The team’s enlisted leader Chief Petty Officer Joe Palmares, a 20-year Navy veteran who planned and coordinated the Cambodia medical project, has been faced with that reality several times; the Cambodia mission marks the ninth medical civil assistance project he has been involved with while stationed on Okinawa.

“There are times that you really wish you could provide more,” he said. “Every time we do this, you can only do so much, so we do the best we can and hope.”

Their best means treating patients every day from 8 a.m. to 5 p.m. and also providing preventive medicine training that covers topics such as hygiene and preventing heat casualties.

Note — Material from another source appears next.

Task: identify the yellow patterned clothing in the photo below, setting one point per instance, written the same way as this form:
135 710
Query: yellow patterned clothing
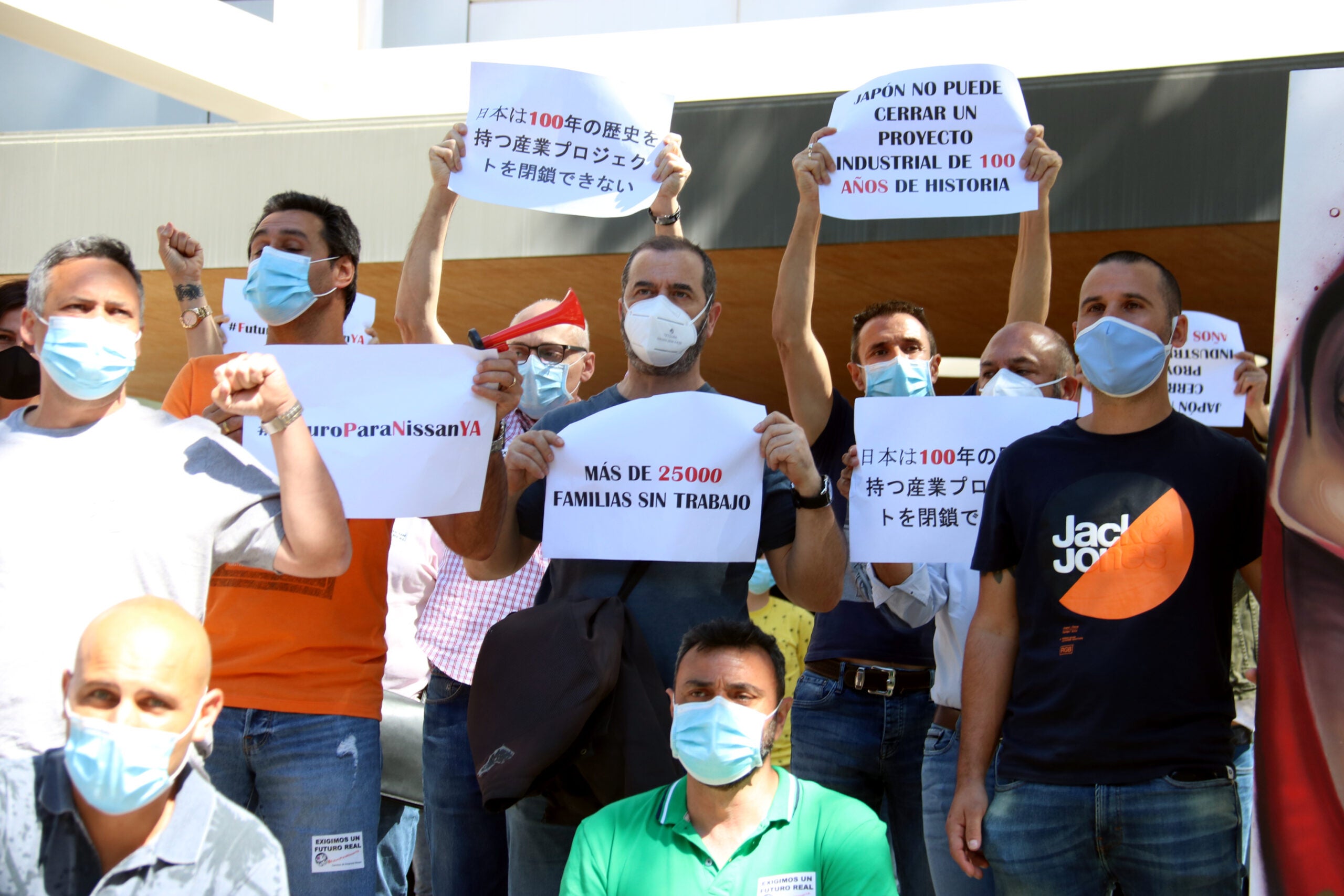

Most patients have several diagnoses many of which are the result of poor living conditions. Infections and parasites are among the most common problems in the small Cambodian community.
The medical team hopes to lengthen its impact beyond the two weeks they are on the ground by showing the residents how to better protect against disease and infection, a responsibility that falls to preventive medicine technician Petty Officer 1st Class Kelly R. Wallen, who is also deployed on his first civil assistance mission.

“This can be an emotionally draining experience,” he said. “It’s backbreaking work at times, but I actually look forward to getting up in the morning, knowing it’s going to be hard, because I know I’m going to help people.”
Wallen and his colleagues share a driving sense of compassion and commitment that is a constant reminder to them that, while they cannot help everyone, there is something very special about helping those they can.

“We come out here and we care,” said Palmares. “That’s our mission, and we do it well. As Americans, we are very blessed. We’re such a strong country, and that’s why we provide this humanitarian relief, because we can and because we should. You can’t provide everything, but to touch somebody’s life, that’s special. They will cherish this; they will remember this.”